Abstract

AbstractDuring periods of no or low crop growth in dryland cropping systems, tillage can reduce residue coverage and thereby elevate wind erosion risk. We measured wind erosion on a silt loam, Haplustoll soil in North Dakota (456 mm precipitation yr–1) in response to levels of tillage applied once in spring during fallow following a small grain–sunflower (Helianthus annuus L.) rotation. Treatments were no‐tillage (NT), one‐pass tandem disk tillage (TDT), and two‐pass offset disk tillage (ODT). Erosion flux was measured with sediment samplers near peripheries of >1‐ha replicated plots from May through September 2003 and 2004. Soil losses in ODT, TDT, and NT were 12.0, 4.8, and 2.1 Mg ha–1, respectively, in 2003 and 2.6, 1.6, and 1.4 Mg ha–1 in 2004. The greatest loss, 12.0 Mg ha–1, was equivalent to 1‐mm soil depth. The two‐ to fivefold greater erosion in 2003, a year with 2 mo of <30% of average precipitation, appears linked to a decline in residue coverage. Coverage remained about the same in NT and increased in tilled treatments during 2004 with more average precipitation.

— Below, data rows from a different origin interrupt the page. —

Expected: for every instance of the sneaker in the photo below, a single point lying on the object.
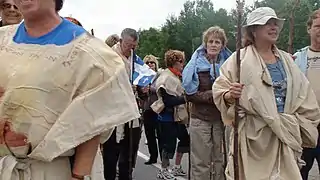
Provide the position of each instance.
(178, 171)
(165, 175)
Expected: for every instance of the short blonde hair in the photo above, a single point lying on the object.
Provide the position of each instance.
(315, 15)
(173, 56)
(112, 40)
(217, 32)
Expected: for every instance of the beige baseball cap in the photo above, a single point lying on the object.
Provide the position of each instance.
(261, 16)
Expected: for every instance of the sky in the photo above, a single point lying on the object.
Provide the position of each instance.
(108, 17)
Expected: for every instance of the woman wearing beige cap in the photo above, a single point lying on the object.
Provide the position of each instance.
(9, 13)
(279, 111)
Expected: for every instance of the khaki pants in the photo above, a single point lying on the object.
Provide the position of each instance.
(206, 150)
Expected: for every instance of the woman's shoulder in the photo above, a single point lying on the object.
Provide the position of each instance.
(97, 52)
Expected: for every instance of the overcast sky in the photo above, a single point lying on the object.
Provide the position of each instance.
(111, 16)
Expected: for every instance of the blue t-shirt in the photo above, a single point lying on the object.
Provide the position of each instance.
(63, 34)
(279, 80)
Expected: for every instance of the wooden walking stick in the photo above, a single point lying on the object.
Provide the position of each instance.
(133, 56)
(240, 6)
(92, 32)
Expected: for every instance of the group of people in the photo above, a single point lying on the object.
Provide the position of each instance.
(63, 93)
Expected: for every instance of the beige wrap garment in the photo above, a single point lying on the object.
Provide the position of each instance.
(270, 143)
(59, 97)
(172, 85)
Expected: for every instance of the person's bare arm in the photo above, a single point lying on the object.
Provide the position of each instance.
(84, 157)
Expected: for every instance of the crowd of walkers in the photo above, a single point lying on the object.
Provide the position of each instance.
(63, 94)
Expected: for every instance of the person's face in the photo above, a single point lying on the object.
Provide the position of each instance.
(213, 46)
(152, 65)
(179, 65)
(127, 44)
(267, 33)
(314, 31)
(10, 13)
(32, 8)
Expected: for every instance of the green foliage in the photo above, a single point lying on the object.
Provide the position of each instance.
(184, 32)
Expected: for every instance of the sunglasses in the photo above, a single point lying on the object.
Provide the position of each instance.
(8, 6)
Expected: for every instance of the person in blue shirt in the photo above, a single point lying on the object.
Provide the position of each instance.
(62, 89)
(172, 115)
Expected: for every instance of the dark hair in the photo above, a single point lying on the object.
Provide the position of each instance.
(130, 32)
(59, 4)
(248, 38)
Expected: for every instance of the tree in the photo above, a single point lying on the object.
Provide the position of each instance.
(184, 32)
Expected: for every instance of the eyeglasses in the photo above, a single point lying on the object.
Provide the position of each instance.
(8, 6)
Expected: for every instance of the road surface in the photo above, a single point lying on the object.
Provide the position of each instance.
(144, 172)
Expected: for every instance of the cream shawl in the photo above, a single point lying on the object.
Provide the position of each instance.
(270, 143)
(59, 97)
(172, 84)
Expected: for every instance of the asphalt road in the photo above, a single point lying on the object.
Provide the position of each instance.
(144, 172)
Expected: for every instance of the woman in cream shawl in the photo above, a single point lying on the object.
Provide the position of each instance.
(279, 111)
(62, 95)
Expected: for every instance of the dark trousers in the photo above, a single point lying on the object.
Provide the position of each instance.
(152, 132)
(114, 152)
(309, 155)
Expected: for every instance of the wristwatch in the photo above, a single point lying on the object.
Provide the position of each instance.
(86, 177)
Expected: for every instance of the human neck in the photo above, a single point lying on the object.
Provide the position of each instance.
(315, 46)
(212, 58)
(38, 27)
(263, 48)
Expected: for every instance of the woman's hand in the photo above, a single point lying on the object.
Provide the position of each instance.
(235, 90)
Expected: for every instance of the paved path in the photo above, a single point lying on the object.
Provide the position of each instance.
(144, 172)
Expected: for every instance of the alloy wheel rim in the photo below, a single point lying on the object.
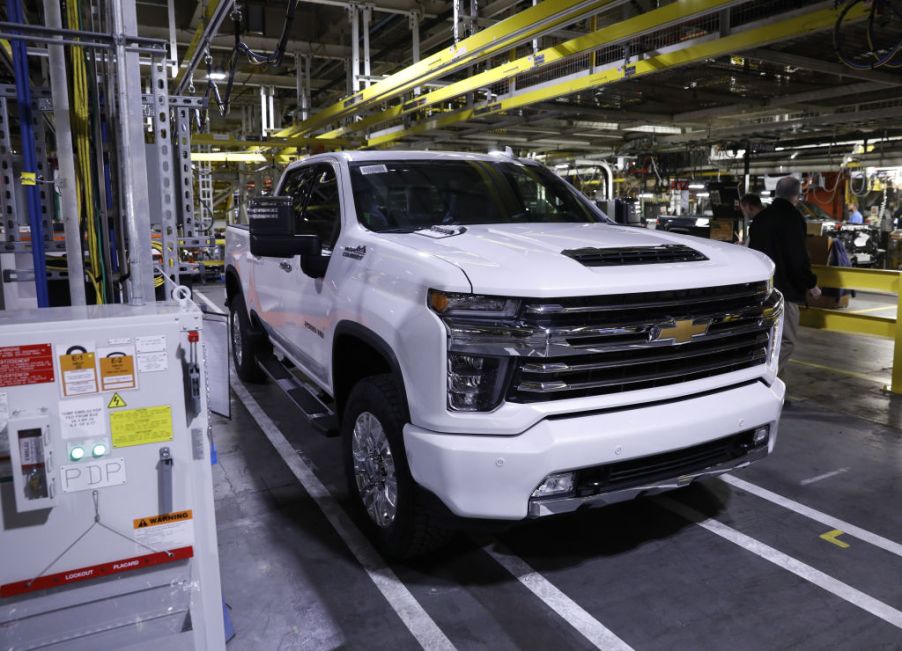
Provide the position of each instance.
(374, 470)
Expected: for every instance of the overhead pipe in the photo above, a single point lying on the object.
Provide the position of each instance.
(366, 44)
(66, 156)
(29, 167)
(355, 48)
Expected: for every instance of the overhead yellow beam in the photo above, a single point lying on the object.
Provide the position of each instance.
(795, 27)
(631, 28)
(224, 140)
(875, 280)
(227, 157)
(527, 24)
(856, 324)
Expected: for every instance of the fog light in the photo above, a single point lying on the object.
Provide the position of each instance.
(557, 484)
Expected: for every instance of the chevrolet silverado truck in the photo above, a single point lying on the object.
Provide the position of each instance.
(490, 346)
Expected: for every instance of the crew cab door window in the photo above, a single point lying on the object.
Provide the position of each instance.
(322, 211)
(297, 185)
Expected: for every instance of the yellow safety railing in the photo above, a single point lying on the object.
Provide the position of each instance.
(874, 280)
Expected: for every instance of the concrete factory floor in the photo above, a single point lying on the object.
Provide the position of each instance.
(801, 551)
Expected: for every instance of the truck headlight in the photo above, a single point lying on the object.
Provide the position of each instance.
(474, 305)
(476, 383)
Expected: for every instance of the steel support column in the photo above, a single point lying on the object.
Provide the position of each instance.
(135, 197)
(163, 139)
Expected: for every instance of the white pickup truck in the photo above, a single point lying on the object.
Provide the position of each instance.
(490, 346)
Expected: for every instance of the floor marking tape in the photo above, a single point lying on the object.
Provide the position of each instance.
(856, 532)
(873, 309)
(415, 618)
(826, 475)
(551, 595)
(824, 581)
(860, 376)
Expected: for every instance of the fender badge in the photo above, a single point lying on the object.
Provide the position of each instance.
(354, 252)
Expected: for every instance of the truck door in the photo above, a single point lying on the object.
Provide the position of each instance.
(308, 307)
(272, 276)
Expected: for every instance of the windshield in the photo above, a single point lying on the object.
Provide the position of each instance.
(404, 196)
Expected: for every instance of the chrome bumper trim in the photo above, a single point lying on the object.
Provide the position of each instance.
(544, 507)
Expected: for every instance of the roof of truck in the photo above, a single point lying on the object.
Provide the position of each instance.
(364, 156)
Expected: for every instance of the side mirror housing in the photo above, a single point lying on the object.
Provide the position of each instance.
(272, 224)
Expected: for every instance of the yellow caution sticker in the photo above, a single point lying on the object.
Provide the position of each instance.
(141, 426)
(164, 518)
(116, 402)
(165, 531)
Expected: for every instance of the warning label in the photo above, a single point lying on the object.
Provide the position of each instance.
(117, 368)
(153, 520)
(78, 373)
(141, 426)
(116, 401)
(165, 531)
(21, 365)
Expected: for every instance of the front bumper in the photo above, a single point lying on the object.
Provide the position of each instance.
(481, 476)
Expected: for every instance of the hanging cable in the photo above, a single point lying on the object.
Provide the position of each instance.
(274, 58)
(882, 14)
(82, 139)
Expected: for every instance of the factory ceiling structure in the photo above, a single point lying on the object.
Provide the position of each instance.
(562, 78)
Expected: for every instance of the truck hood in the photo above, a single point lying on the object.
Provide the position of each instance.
(526, 259)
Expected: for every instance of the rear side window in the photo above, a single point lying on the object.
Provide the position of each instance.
(322, 212)
(317, 207)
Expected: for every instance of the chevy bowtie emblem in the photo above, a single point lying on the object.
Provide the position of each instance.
(678, 332)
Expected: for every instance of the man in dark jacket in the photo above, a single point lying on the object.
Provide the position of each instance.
(779, 231)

Our measurements of wind erosion have shown how the residue‐destroying effects of a single tillage event can be considerably exacerbated by a moderate, seasonal drought. This indicates the critical importance of NT for limiting soil and residue disturbance and reducing wind erosion risk from drought‐affected plant growth failure in semiarid cropping systems.